The IODP Expedition 363 Post Cruise Meeting is held in Qingdao
The International Ocean Discovery Program (IODP) Expedition 363 Post Cruise Meeting was held in Qingdao on June 17-20, 2019. The meeting was organized by the First Institute of Oceanography of the Ministry of Natural Resources (FIO, MNR) and the IODP China Office. Li Tiegang, a research scientist and head of FIO, and Prof. Yair Rosenthal of Rutgers, The State University of New Jersey, attended the opening ceremony and delivered speeches. More than 50 scientists from China, the United States, the United Kingdom, France, Germany, Japan, South Korea, Brazil, Poland and the Philippines attended the meeting.
During the 4-day meeting, based on the data of 9 core profiles in northwest Australia, Papua New Guinea's Manus Basin and Eauripik Rise in the Pacific Ocean acquired on the IODP Expedition 363, experts had in-depth discussions about several science subjects, such as the formation and evolution of the Indo-Pacific Warm Pool, the global monsoon system and the process of Indo-Pacific material and energy exchange. The experts also decided the next key research directions in each area. This meeting promotes the cooperation between China and IODP, thus helping FIO to further engage in IODP.

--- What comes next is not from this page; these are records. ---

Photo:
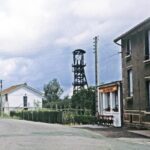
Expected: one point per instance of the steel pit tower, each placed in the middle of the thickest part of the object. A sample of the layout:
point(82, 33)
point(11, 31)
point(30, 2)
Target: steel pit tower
point(80, 81)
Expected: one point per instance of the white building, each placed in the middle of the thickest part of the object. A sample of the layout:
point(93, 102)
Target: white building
point(110, 101)
point(20, 97)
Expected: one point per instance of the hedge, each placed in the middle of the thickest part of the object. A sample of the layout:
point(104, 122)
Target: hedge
point(85, 119)
point(62, 117)
point(41, 116)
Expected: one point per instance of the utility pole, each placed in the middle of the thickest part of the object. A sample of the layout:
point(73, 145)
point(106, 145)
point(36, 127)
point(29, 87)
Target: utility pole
point(96, 73)
point(1, 86)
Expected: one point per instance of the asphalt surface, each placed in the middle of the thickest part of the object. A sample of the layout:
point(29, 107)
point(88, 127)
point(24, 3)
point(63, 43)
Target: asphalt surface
point(26, 135)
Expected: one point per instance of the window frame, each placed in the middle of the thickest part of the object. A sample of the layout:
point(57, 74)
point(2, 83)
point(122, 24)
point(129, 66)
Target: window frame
point(148, 92)
point(130, 82)
point(25, 101)
point(128, 47)
point(147, 44)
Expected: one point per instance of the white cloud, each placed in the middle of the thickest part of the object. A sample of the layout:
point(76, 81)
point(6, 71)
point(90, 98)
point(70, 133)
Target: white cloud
point(49, 28)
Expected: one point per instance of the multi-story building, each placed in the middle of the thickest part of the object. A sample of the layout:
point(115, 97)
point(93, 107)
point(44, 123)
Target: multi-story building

The International Ocean Discovery Program (IODP) is the largest and most influential international cooperative research program in the history of geoscience. Guided by the idea of "Earth System Science", IODP plans to break through the ocean crust, reveal the seismic mechanism, identify the abyssal benthic deep subsurface biosphere and natural gas hydrates, understand extreme climate and the process of rapid climate change. It also plans to build a new-century earth system science research platform for international academic communities and serve the aims of environment prediction, earthquake prevention and disaster mitigation. Over 300 expeditions had been organized by IODP.
The IODP Expedition 363 (Western Pacific Warm Pool) was conducted from September to November 2016. Drilling in the Western Pacific, the following researches were done during the Expedition: the Western Pacific Warm Pool's influence on and response to millennial-scale climate change since the late Quaternary Period; changes of the Western Pacific Warm Pool on the orbital-scale and its relationship with monsoon activities from the Pliocene to the Pleistocene; the change of the Indonesian Throughflow from the Pliocene to the Pleistocene; the temperature of the surface water and intermediate water of the Western Pacific Warm Pool and the secular evolution of its aquatic chemical since the Middle Miocene, etc.